筋肉の動き

筋肉には平滑筋と横紋筋と心筋があります。見た目の違いと働きによって3種類に分けていますが、分子レベル(ものすごく小さなレベル)での収縮する仕組みは同じですが、細胞レベル(顕微鏡で見えるレベル)ではそれぞれの役割に添うように構造が違います。

解剖

アクチンとミオシン

筋肉の収縮はアクチンとミオシンの反応で行われます。収縮のイメージをアニメーションでお見せします。横紋筋の筋肉の単位がサルコメア。サルコメアはミオシンの頭の動きでアクチンを手繰る(たぐる)ことで収縮します。

横紋筋

横紋筋は全身の骨格筋です。大きな力を出すことができますが、長時間使うと疲れてしまいます。大きな力を出せるのはアクチンとミオシンが整然と並んでいるからです。たくさんのアクチン・ミオシンのセットが並列することで、まるで綱引きやボートレースのように強い力を出します。ミオシンの一度の動きではわずかの距離しか動かせませんが、サルコメアを直列に配列することで大きな距離を動かせます。サルコメアを並列に配列することで大きな力を出せます。ちょっと乾電池に似ていますね。
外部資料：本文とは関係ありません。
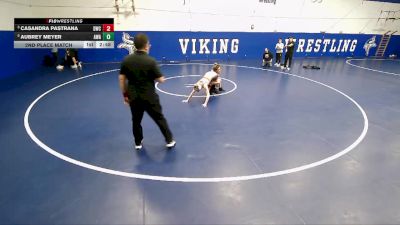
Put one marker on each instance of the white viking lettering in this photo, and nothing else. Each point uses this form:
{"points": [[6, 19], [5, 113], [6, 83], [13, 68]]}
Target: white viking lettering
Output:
{"points": [[223, 43], [353, 45], [184, 43], [235, 46], [209, 46], [203, 45], [317, 45]]}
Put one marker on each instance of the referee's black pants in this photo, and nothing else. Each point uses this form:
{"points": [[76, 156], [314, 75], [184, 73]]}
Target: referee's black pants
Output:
{"points": [[153, 108]]}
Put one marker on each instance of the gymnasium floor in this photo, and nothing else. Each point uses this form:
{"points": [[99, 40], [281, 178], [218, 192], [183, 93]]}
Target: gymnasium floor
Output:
{"points": [[298, 147]]}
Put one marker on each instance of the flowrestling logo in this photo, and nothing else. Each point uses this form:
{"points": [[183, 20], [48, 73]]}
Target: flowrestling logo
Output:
{"points": [[127, 43]]}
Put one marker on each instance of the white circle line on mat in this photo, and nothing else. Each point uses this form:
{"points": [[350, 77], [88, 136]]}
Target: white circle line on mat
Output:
{"points": [[196, 179]]}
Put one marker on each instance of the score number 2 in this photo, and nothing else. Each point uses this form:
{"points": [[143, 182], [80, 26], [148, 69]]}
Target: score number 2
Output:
{"points": [[108, 27]]}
横紋筋の特徴は整然と並んだアクチンとミオシンの働きで大きな力と長い距離の収縮を可能としていること。でも一度に多くのアクチンとミオシンを動かすためにはたくさんの栄養が必要だし、老廃物も多くなる。このため横紋筋は平滑筋に比べてずっと疲れやすい。

平滑筋

平滑筋は消化管に使われている。横紋筋と違ってヒトの意思でその収縮をコントロールすることはできない。細胞内にアクチンとミオシンが整然と並んでいないので、光学顕微鏡ではその存在を確かめにくい。収縮力は弱い。長時間使えるとも言われるが運動実験を行うとそれなりに疲労はある。

心筋

心筋は生まれてから死ぬまで絶えず動き続ける。このため横紋筋に構造は似ているが特に代謝系が発達しておりミトコンドリア量が多く、冠動脈系という栄養血管(心筋に栄養を運ぶ血管)が発達している。心筋に届けられる血液は1日360lにも達し、45lもの酸素を消費していると言われる。

てこと滑車

筋肉の働きの大部分はてこと滑車で説明できます。滑車は下のクレーンではアームの先につけられたくるくる回るものの名前でもありますが、力の向きを変えるという意味です。身体の中にも滑車という名前のものがあります。

腱と腱鞘

腱と腱鞘はコラーゲンを主体とする組織で、小さな弾性(伸び縮みする性質)を持つ。表面がつるつるしているので力を伝える組織として適している。筋肉は血流が多く思いのでなるべく体の中心に近い所に配置した方が動かしやすい。そこで手の指を動かす筋肉は主として前腕にあり、そこから腱が伸びて指の骨につながっている。力を加えた時に腱がいろいろなところを通るとそこにある組織にダメージを与えるので、腱は腱鞘の中を通り、腱鞘は通過する部位の最寄りの骨に固定されている。人間の体はとても合理的にできており、合理的なので生き延びることができたという淘汰的な進化論を生み出したが、合理的な発達を促進する仕組みがあると考えた方が良いのではないかと思うほどに洗練されている。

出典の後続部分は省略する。